I was reading Dr. Bacchiocchi’s book The Sabbath in the New Testament: answers to questions. In the first chapter Dr. Bacchiochi presents three understandings of the Sabbath’s relation to the New Testament which serves as a backdrop for this whole presentation.
Certainly we as Sabbatarians have heard this view. The understanding is that the Sabbath of the Old Testament was removed at the cross of Jesus Christ. The view rests on the belief that there is a “radical discontinuity between the Old and New Testaments.”
Throughout history Martin Luther, Anabaptists, leftist Puritans, Quakers, Mennonites, Hutterites, and many antinomian denominations have all held to this view according to Bacchiocchi.
The basic problem is that the view rests on an assumption of a radical break between the Old and the New Testament. The basic question is, was the break between Judaism and Christianity as clean as this view would have us to believe? There are many who would argue that Judaism and Christianity were not two religions at that time, but the Christians were simply “Jews who Believed in Jesus Christ.” The idea of a radical break does not seem to be the view of the New Testament or early Christian history. We will come back to this in later posts.

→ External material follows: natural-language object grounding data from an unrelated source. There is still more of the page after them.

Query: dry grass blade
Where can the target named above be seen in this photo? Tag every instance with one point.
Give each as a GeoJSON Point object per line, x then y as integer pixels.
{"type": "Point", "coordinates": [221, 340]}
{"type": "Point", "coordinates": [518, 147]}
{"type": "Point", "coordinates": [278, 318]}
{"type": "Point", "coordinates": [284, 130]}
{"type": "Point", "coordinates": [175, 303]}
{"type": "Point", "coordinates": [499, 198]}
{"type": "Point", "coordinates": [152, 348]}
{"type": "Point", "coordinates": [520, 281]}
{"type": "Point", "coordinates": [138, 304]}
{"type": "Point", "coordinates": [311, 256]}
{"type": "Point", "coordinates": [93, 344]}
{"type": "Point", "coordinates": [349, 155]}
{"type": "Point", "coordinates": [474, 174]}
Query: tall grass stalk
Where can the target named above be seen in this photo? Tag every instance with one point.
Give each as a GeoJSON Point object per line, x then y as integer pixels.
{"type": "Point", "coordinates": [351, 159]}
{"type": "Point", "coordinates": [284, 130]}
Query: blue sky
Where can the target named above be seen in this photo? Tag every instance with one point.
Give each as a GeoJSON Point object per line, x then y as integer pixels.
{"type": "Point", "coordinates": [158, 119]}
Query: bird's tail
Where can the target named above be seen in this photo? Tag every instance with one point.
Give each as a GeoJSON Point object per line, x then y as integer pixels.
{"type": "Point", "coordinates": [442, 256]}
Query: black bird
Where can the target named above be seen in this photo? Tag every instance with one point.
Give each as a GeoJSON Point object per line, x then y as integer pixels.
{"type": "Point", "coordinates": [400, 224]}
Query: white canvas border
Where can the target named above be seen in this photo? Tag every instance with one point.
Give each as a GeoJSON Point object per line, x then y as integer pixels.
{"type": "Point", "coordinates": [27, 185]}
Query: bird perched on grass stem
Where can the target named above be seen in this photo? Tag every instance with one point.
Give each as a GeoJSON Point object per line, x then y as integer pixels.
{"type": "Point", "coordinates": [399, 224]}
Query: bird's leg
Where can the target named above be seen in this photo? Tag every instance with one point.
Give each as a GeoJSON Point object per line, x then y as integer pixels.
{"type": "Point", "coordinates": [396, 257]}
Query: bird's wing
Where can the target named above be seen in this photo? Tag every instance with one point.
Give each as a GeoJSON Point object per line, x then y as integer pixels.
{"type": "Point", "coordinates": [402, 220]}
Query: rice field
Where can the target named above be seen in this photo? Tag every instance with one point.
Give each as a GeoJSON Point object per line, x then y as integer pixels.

The next view is the transference view. This is the understanding that there is truly continuity between the Old and New Testament, and thus the Sabbath commandment still has relevance and validity for contemporary Christians.
However, proponents of this view state that the ceremonial aspects of the Sabbath commandment have been done away with. In this view the moral aspect of the commandment is in the principle of “one day in seven” while particularly the “seventh day” is a ceremonial aspect pointing back that was abrograted. St. Thomas Aquinas taught this moral-ceremonial distinction.
John Calvin, according to Bacchiocchi, clarified this understanding by stating that the moral aspect is the function of the day which was to allow God to “work in us, provide time for church services, and to protect dependent workers.”
This view is largely held by those in the Reformed tradition like Baptists, Methodists, Presbyterians, Congregationalists, and English Puritans. You can find my own critique of a presentation by T. D. Jakes where he takes a view like this one.
The basic problem here is that it rests on an artificial distinction between moral and ceremonial aspects of the Sabbath. In short the Sabbath is never talked about in such terms. One would not be able to find this distinction taught in the scriptures themselves.
Permanence of the Sabbath View
Bacchiochi’s (and my) position is that the New Testament does not nullify the Sabbath, but clarifies the Sabbath. As I continue to look at this book I will discuss more of what Bacchiocchi means by that.
The Sabbath is even today still in great dispute. I think some sort of classification scheme is necessary to understand different perspectives on the Sabbath. I am going to think about this scheme a little more especially in light of the “New Covenant Christian” argument against the validity of Sabbath keeping for contemporary Christians.
Be that as it may, Bacchiocchi distills a ton of information in this short chapter of this important work.